Last week, the Obama administration gave what may be its first formal statement favoring hydraulic fracturing, or fracking, of natural gas, in a report called Investing in America: Building an Economy That Last [PDF]. Until now, the Environmental Protection Agency has, generally, been moving slowly on the issue, with initial study results due out this year and a final report due in 2014. However, the Investing in America report endorses the “safe and environmentally responsible” extraction of natural gas.

Key paragraphs:

Since the mid‐2000s … the discovery of new natural gas reserves, such as the Marcellus Shale, and the development of hydraulic fracturing techniques to extract natural gas from these reserves has led to rapidly growing domestic production and relatively low domestic prices for households and downstream industrial users. Appropriate care must to be taken to ensure that America’s natural resources are extracted in a safe and environmentally responsible manner with the safeguards in place to protect public health and safety. Provided these precautions are taken, the potential benefits to the U.S. economy are substantial.

Of the major fossil fuels, natural gas is the cleanest and least carbon‐intensive for electric power generation. By keeping domestic energy costs relatively low, this resource also supports energy intensive manufacturing in the United States. In fact, companies like Dow Chemical and Westlake Chemical have announced intentions to make major investments in new facilities over the next several years. In addition, firms that provide equipment for shale gas production have announced major investments in the U.S., including Vallourec’s $650 million plant for steel pipes in Ohio.

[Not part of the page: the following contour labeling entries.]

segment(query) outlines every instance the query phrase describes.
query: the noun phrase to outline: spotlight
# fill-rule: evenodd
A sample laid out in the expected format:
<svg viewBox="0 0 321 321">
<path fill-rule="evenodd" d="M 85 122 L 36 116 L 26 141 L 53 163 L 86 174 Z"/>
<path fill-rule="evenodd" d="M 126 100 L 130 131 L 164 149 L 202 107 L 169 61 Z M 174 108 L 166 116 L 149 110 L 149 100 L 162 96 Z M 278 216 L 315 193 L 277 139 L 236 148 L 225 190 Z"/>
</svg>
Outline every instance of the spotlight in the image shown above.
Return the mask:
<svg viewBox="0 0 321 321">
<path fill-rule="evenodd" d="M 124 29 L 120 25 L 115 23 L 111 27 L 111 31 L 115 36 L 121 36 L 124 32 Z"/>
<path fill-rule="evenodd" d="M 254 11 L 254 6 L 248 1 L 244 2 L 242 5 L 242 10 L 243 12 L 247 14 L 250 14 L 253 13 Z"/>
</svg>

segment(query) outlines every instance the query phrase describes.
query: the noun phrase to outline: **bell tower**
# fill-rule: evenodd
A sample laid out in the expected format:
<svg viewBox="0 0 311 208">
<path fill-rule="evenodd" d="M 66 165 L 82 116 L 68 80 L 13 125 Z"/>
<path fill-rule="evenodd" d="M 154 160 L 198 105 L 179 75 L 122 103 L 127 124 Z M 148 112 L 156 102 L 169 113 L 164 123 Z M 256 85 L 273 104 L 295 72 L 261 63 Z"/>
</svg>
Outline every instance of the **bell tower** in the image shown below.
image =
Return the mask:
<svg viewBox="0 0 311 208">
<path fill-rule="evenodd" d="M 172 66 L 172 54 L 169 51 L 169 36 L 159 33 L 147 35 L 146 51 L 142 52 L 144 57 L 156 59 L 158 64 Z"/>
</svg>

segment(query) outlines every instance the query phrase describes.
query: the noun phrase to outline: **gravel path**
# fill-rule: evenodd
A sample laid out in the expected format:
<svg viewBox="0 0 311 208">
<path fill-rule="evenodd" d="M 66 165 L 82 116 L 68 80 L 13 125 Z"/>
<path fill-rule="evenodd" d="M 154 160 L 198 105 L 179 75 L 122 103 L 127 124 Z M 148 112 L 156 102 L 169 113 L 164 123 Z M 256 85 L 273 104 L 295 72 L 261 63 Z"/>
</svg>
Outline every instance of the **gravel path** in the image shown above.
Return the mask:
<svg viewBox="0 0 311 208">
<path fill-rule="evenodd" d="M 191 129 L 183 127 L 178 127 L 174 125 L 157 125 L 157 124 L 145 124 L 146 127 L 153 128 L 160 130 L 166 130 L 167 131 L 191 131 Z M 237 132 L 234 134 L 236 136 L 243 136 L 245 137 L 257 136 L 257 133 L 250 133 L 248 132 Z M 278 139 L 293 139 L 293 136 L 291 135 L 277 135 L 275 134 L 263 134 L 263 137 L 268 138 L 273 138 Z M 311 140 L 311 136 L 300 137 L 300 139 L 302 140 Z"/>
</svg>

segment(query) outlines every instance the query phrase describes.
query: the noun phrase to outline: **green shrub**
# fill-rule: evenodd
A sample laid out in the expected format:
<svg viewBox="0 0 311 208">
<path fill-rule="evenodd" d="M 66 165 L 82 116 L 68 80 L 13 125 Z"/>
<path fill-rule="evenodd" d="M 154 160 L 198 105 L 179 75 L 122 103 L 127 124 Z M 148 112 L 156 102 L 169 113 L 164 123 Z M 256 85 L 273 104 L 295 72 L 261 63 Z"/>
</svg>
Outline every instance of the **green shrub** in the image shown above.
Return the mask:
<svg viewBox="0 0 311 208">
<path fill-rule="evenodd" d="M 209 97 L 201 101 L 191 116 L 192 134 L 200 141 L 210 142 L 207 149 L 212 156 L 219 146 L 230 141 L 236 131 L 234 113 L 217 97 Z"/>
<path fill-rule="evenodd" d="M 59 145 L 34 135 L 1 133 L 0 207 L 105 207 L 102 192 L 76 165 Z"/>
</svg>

An abundant local supply will translate into relatively low costs for the industries that use natural gas as an input.  Expansion in these industries, including industrial chemicals and fertilizers, will boost investment and exports in the coming years, generating new jobs. In the longer run, the scale of America’s natural gas endowment appears to be sufficiently large that exports of natural gas to other major markets could be economically viable.

Obama’s jobs panel will also call for an “all-in,” aka “all of the above,” energy strategy: “The Jobs Council recommends expanding and expediting the domestic production of fossil fuels — including allowing more access to oil, gas, and coal opportunities on federal lands — while ensuring safe and responsible development of those sites.”

The Obama administration seems to have bought the mythos of abundant shale gas — a mythos that has completely shoved aside all discussions of peak oil. Remember peak oil, the idea that we would eventually (i.e., in 2006) peak our ability to extract oil? Smart peak-oil folk spoke knowledgeably about proven and probable reserves and predicted that, sooner or later, oil would become too expensive to extract. That meme is being replaced by a new one: Thanks to fracking and other technologies, we have an abundance of shale gas, shale oil, and other relatively hard-to-extract, costly-to-extract products. And they’re sitting under American soils. A sampling of stories: David Brooks, in The New York Times, on the shale gas revolution; The Wall Street Journal on oil and gas bubbling up all over (“You’ll know the U.S. energy industry is really on the rebound when North Dakota’s newfangled Bakken oil field starts pumping more crude than Alaska’s stalwart Prudhoe Bay. Energy experts expect it to happen in 2012”); and Nathan Myhrvold, in Bloomberg, on the energy revolution that keeps carbon on top:

The new resources are so vast that they would last for a century at current rates of gas consumption. And this cheap form of energy isn’t under the control of a foreign dictator, stuck in the Arctic or submerged miles below the sea — it lies in the farmlands of New York, Pennsylvania and Texas.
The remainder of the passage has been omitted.